Any one leader is unlikely to have all three traits—in theory, one will dominate—so Subroto suggests that founders have a responsibility to change the leadership when necessary. At certain times, that may even mean that they themselves have to step away from the daily management tasks of running the organization and bring in a leader who has the traits required at that point.

Subroto argues that Brahma the creator would have a hard time sustaining a company. “He would be so overwhelmed by the enormity of the task that he would simply call it a day; he is the start-up guy. His job is to spawn.” Likewise, he says, “If Vishnu had to sit in on a performance review, he would have a hard time weeding out the bottom 5% or deciding which business to close down.”

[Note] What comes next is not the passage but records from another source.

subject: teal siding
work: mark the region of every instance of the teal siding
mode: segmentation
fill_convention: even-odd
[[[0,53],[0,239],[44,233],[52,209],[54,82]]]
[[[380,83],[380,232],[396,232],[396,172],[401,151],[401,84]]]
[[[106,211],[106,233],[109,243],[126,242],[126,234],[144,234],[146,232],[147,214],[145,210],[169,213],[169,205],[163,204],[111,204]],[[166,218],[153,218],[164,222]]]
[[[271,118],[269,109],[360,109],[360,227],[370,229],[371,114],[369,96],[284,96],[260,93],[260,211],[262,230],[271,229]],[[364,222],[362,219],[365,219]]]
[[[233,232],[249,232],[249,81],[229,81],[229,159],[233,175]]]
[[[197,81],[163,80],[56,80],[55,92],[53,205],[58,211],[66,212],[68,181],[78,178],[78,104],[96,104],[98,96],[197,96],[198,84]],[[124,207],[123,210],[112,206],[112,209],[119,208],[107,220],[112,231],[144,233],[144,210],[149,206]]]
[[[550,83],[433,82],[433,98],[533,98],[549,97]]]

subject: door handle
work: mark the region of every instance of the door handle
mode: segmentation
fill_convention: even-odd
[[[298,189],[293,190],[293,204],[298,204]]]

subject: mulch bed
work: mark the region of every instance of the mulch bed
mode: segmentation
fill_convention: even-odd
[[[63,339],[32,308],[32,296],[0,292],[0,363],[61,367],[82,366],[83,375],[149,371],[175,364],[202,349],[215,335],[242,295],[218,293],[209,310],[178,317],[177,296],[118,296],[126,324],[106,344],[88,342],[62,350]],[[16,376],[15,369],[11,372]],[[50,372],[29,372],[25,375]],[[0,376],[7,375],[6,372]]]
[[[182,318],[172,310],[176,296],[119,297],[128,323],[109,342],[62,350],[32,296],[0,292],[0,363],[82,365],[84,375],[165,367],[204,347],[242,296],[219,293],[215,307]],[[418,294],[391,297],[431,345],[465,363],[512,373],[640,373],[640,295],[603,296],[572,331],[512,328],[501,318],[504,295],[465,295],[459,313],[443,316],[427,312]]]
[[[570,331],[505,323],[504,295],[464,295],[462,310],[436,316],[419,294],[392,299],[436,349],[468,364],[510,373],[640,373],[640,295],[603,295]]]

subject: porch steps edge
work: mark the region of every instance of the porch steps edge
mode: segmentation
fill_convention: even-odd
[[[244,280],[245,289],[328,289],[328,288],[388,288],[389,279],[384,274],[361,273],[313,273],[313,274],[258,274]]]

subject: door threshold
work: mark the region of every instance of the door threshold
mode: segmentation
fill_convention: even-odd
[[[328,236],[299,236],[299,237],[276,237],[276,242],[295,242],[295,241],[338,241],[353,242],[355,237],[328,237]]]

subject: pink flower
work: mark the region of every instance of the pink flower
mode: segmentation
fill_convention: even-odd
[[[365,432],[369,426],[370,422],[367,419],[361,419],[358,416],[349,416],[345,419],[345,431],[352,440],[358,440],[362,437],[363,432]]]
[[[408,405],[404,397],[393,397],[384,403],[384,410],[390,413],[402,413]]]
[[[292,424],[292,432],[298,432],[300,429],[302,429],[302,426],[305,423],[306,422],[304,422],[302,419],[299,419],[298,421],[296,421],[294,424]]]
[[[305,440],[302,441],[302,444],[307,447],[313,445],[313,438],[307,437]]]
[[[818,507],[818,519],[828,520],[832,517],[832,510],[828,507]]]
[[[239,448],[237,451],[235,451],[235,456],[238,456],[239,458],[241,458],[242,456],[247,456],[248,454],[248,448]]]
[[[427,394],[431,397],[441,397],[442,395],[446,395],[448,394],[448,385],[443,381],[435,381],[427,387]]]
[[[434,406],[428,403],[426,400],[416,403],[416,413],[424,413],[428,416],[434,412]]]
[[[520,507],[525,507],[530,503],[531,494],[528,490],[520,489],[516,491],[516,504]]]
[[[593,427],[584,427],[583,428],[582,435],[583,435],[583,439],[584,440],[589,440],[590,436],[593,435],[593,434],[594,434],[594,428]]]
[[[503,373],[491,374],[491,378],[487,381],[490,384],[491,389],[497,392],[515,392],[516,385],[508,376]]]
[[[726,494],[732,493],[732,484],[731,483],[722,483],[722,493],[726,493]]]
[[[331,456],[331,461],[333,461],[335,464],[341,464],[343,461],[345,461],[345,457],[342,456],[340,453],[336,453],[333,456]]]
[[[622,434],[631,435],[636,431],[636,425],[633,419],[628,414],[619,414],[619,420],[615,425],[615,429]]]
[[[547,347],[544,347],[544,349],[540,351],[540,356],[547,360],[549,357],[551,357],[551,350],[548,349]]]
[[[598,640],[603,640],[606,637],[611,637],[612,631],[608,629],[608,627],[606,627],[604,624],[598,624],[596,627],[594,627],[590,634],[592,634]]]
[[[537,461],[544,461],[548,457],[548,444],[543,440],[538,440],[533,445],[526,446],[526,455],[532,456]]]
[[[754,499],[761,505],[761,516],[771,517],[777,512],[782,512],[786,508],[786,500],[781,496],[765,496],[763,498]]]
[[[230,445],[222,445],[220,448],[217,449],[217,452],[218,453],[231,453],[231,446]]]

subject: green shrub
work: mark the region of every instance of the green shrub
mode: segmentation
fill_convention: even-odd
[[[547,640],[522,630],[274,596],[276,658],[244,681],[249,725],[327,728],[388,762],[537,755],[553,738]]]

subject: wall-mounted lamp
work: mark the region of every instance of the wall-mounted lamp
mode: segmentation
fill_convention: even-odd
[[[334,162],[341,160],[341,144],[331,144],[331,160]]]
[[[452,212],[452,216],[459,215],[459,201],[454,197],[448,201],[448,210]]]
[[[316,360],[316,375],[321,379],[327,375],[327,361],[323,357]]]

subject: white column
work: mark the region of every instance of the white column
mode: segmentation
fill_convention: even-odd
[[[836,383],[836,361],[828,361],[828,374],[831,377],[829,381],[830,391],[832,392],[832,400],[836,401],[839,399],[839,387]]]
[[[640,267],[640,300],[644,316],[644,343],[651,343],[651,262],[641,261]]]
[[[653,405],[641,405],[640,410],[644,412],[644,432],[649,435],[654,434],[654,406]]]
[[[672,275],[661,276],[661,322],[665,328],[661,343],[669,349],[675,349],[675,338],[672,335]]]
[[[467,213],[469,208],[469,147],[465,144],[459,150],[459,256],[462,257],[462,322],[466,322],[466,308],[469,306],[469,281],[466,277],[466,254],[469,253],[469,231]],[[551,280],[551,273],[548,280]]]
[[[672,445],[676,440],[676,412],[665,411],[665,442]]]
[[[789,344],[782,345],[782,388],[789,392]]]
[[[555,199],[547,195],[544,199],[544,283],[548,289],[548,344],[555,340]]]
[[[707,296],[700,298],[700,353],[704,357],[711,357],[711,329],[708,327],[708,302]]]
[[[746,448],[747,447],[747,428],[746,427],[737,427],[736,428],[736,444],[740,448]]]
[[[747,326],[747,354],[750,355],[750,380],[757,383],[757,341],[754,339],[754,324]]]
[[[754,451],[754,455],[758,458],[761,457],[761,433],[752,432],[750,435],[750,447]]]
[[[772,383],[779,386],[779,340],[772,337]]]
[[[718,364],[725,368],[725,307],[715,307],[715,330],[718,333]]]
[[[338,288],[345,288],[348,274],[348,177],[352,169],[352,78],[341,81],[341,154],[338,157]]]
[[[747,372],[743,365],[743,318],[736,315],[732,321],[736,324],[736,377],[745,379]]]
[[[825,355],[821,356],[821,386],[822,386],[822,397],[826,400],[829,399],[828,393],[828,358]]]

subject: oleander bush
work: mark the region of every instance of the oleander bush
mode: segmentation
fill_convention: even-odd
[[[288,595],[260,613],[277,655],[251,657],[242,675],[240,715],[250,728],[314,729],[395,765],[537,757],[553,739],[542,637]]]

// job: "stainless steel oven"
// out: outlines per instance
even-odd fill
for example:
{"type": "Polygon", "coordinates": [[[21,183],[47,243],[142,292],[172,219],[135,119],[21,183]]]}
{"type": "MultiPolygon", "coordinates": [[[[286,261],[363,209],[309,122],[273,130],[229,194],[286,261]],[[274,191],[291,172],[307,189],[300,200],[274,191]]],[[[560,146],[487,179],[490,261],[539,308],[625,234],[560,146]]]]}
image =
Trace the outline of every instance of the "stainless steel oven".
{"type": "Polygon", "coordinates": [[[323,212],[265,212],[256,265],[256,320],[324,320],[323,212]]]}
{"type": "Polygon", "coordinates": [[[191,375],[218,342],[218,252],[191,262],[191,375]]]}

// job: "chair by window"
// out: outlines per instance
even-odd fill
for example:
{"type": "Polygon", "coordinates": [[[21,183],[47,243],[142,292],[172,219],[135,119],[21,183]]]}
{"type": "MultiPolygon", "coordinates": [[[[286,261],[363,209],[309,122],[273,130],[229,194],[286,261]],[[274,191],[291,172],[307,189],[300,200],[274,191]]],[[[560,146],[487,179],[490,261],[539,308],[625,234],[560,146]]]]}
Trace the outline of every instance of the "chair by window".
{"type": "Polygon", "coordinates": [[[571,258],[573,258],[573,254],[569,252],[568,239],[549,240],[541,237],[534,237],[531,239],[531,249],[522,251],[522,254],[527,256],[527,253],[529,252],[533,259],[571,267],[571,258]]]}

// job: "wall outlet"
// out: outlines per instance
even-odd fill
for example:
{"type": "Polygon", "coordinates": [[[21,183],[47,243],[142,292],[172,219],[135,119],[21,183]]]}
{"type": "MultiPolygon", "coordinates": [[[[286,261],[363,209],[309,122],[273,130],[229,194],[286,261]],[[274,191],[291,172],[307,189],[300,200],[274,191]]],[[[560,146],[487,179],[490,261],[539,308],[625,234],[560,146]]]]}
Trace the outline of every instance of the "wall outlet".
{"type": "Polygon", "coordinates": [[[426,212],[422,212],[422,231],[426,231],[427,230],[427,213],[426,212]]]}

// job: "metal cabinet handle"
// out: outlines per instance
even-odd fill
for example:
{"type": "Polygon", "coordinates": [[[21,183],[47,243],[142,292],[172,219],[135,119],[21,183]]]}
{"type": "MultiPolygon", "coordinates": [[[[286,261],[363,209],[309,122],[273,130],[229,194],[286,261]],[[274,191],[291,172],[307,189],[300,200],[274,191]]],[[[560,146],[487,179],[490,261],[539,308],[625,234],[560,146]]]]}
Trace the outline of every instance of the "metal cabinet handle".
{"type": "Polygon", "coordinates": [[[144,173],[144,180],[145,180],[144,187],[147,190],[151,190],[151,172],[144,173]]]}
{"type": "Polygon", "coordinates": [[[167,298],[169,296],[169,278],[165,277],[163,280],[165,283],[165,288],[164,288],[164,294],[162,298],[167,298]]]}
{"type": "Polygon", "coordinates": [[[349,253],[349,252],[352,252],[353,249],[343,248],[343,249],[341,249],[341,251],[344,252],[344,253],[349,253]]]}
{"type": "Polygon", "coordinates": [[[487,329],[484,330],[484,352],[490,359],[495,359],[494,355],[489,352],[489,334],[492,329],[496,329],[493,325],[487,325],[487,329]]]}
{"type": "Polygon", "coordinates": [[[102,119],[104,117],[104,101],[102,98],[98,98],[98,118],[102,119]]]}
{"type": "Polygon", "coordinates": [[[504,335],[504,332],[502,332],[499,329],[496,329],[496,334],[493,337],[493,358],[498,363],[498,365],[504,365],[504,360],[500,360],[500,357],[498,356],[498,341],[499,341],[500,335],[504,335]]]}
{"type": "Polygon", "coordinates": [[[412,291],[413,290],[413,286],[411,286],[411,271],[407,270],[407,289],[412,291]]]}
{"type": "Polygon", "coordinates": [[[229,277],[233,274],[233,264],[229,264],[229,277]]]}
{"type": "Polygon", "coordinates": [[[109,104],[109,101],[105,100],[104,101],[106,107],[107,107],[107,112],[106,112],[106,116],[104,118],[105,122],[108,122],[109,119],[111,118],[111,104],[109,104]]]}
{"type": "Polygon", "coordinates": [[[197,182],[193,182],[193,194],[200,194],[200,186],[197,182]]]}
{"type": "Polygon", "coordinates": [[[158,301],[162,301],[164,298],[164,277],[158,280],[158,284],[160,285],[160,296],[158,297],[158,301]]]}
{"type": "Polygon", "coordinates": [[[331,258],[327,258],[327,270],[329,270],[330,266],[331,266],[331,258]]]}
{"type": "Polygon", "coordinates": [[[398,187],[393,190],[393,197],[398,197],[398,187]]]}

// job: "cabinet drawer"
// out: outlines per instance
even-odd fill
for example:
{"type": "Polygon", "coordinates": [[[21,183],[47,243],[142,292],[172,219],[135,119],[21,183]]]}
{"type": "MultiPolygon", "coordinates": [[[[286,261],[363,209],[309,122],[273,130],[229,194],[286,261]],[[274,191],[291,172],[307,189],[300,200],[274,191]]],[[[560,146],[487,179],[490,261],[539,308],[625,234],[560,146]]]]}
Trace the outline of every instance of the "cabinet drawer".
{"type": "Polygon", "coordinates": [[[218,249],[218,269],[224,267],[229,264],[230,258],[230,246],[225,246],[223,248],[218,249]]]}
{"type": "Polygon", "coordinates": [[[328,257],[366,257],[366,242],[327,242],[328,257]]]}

And, says Subroto, Shiva would be disastrous at either role. “The guy has a tiger skin wardrobe, a live snake for a necklace, covers his body in ash, rides a bull, and hangs out atop the Himalayas. Don’t ever hire him as the CEO of a Fortune 500 company.” But, he adds, “When you need to change the existing order, he is your go-to guy. He is the purveyor of all reengineering and creative destruction. Without him, creation hits its own limits.”

In the Hindu pantheon, the three gods perform their roles seamlessly and don’t confuse their purpose. “But company founders don’t quite understand the difference,” Subroto observes. “They try to be all three with the inevitable consequence: Creation stalls.”

In our research, we have found that the best founding teams have leaders with the capacity to create new products and business models, the ability to sustain the organization and the skills to transform the company over time through continuous adaptation. Each has its moment—but all are essential. For example, founders themselves are often too close to Kairos and, at a certain point in the company’s growth, they need to bring in a CEO governed more by Chronos to establish order.

To maintain the Founder’s Mentality as their companies grow, however, CEOs have to be careful that the ruthless focus on what really matters isn’t lost in wave after wave of professionalization. Chronos is seductive precisely because he brings order, he regulates and balances, he seeks to preserve and expand on the company’s success. But that can quickly turn a company from a challenger into a defender of the status quo. It can lull a company into a false sense of security even as the very traits that made it great slowly bleed away. The CEO should occasionally be governed by Kairos—or Shiva. Let disorder prevail—at times—to remind the company what really matters.